Arbitration entails a neutral third party, known as an arbitrator, hearing both sides and reaching a decision that may or may not bind the parties. It allows the parties to move beyond traditional litigation and opt for a more swift and flexible mode of dispute resolution.

Arbitration allows the parties to choose the statutory law, curial law, arbitrator, etc. This makes arbitration a liberal form of dispute resolution, where the interests of the disputing parties are given priority and the adherence to rules and laws is not as strict as in litigation.

The parties should have a prior written agreement to resolve their dispute through arbitration or, in the absence of such an agreement, if court orders or parties upon themselves wish to refer the dispute to arbitration.
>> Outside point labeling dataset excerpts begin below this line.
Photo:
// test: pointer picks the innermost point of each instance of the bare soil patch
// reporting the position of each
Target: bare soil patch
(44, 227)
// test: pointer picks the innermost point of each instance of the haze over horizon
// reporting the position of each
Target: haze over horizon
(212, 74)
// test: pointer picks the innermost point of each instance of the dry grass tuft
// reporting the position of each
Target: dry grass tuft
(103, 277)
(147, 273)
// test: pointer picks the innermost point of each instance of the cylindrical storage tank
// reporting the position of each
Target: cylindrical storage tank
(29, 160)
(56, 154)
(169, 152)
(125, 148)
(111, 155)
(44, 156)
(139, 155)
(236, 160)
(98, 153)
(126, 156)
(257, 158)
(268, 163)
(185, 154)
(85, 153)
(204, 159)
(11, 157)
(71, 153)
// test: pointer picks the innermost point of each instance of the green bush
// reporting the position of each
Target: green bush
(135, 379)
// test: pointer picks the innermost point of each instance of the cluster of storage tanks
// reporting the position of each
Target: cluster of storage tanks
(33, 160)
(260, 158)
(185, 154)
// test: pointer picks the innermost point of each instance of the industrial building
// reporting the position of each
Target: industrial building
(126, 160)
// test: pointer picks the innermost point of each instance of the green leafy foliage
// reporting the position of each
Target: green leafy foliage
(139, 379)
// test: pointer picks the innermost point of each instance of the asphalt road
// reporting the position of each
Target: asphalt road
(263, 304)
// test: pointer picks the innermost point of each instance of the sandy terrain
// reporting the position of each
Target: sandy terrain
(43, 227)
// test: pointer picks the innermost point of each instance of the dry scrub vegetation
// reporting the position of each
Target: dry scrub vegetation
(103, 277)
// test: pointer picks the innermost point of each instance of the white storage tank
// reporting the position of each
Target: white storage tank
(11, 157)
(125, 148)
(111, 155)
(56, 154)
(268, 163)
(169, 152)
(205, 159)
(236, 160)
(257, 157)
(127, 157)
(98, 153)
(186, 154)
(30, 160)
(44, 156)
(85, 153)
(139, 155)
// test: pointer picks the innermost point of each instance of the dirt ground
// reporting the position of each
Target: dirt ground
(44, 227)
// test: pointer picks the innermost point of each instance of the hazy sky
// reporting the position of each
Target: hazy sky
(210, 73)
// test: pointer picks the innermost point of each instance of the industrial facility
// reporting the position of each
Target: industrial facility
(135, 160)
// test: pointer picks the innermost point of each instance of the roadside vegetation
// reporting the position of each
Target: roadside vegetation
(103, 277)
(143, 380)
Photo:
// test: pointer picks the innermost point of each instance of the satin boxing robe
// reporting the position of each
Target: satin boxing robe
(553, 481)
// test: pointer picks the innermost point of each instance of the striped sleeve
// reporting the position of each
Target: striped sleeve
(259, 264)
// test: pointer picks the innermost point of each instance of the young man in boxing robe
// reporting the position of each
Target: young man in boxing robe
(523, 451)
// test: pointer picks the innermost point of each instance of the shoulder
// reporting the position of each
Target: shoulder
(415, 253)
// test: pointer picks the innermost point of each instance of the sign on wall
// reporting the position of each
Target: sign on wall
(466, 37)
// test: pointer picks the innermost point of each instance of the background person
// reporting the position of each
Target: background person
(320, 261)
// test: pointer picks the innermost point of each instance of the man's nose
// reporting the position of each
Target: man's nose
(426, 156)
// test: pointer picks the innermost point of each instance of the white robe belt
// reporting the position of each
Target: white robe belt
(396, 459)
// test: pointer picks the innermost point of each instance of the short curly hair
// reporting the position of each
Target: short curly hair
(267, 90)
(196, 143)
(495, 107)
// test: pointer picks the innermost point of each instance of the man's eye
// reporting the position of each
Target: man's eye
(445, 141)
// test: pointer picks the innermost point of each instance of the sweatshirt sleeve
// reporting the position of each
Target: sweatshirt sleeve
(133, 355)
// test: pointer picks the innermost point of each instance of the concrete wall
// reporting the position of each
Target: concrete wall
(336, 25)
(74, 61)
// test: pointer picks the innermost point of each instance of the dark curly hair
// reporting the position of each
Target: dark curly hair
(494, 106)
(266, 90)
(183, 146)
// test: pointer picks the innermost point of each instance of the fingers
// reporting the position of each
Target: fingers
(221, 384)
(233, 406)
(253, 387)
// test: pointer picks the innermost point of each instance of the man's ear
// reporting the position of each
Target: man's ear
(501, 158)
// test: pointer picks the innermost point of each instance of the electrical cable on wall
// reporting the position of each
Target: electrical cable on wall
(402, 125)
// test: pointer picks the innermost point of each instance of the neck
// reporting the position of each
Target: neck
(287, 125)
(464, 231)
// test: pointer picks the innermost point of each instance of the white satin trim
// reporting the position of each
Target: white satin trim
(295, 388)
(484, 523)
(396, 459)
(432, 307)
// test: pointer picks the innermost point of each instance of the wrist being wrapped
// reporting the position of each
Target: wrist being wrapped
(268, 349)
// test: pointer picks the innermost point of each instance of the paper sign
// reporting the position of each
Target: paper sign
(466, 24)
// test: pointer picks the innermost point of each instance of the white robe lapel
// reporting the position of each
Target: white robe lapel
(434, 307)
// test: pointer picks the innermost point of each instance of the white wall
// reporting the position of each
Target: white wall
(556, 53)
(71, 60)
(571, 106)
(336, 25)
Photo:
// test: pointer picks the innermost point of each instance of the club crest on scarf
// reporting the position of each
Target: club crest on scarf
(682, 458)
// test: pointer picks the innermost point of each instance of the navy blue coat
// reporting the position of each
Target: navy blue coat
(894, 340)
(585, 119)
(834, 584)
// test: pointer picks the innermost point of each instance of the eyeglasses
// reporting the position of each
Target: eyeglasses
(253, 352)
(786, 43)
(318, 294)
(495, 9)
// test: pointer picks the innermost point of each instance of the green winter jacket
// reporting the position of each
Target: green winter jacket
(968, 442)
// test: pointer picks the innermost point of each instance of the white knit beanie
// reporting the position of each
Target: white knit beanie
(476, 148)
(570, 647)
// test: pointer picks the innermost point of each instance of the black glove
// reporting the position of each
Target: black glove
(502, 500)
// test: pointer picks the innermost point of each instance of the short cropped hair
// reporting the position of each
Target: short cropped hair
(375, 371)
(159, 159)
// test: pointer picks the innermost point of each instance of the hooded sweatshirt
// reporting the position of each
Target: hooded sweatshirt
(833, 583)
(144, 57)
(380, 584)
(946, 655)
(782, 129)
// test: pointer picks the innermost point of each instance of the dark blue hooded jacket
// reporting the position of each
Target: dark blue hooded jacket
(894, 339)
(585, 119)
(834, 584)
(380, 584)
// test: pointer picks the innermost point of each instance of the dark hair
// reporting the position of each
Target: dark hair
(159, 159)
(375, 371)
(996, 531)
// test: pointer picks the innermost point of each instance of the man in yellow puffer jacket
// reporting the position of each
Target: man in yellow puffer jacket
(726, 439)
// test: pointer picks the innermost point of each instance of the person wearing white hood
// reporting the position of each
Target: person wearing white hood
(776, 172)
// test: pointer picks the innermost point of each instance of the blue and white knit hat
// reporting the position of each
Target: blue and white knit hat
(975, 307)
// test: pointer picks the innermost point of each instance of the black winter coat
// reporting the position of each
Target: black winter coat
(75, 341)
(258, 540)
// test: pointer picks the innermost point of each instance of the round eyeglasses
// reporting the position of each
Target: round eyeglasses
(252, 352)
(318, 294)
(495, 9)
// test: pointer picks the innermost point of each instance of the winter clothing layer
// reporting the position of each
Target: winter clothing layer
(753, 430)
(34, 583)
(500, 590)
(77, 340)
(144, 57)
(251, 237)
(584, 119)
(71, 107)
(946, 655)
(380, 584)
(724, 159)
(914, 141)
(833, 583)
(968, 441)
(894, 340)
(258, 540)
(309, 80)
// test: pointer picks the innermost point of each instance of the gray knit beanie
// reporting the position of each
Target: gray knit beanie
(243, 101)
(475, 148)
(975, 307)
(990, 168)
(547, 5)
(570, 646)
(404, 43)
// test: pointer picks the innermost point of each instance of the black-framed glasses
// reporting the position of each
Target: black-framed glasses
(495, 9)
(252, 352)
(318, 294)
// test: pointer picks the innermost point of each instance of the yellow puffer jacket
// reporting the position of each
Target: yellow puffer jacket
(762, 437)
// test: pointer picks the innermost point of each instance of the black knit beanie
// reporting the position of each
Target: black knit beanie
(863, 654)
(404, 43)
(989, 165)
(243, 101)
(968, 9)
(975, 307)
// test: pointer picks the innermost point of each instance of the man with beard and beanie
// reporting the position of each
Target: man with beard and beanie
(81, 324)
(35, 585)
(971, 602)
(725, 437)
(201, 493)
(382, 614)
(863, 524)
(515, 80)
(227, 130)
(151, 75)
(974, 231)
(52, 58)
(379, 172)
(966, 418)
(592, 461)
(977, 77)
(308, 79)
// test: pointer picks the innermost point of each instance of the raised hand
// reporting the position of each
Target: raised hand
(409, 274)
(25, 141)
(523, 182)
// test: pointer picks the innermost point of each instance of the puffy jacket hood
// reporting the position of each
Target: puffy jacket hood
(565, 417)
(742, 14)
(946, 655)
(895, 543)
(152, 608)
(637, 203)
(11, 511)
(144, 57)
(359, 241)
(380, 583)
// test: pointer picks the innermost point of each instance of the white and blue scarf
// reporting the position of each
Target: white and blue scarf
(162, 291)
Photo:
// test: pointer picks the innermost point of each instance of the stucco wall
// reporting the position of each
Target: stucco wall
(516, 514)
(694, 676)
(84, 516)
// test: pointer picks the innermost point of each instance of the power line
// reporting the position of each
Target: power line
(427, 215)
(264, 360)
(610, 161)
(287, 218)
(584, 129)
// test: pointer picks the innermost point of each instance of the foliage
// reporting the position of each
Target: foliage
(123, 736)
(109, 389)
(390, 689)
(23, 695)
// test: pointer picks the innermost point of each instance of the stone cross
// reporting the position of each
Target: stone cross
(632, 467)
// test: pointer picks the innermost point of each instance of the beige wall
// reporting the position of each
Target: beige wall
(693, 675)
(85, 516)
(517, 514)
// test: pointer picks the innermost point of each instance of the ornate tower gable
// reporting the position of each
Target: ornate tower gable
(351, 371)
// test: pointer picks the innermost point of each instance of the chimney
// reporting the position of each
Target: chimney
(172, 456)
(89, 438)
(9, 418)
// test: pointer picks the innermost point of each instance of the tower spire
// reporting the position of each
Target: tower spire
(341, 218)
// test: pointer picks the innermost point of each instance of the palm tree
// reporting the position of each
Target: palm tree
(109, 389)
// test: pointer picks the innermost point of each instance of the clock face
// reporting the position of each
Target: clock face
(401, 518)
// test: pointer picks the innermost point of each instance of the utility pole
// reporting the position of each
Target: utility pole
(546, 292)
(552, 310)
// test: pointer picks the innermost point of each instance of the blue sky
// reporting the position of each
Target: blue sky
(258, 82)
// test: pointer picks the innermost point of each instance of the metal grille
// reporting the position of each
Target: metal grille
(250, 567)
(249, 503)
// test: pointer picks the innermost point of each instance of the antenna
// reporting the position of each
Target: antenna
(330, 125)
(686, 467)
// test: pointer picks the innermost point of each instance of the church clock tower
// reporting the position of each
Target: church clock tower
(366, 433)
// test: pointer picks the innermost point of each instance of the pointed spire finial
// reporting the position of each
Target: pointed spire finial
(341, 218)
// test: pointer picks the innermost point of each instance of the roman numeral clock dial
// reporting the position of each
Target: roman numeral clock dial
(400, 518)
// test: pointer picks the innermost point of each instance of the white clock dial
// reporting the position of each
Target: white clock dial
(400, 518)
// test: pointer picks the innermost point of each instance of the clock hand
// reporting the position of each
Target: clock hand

However, in each case of referring a dispute to arbitration, the consent of all the disputing parties is mandatory.

All the arbitration proceedings are confidential and their details are not put in the public domain except when courts require them for the purpose of resolving any issue related to arbitration. Also, arbitration is free from unnecessary intervention from the court and only when an issue cannot be resolved by the arbitral tribunal can the parties approach the court.

Arbitration is an excellent mode of dispute resolution for cross-border disputes as the parties from different backgrounds can resolve their dispute in a neutral manner. The parties can opt for neutral law, seats, arbitrators, etc., which would ensure fairness in arbitration proceedings.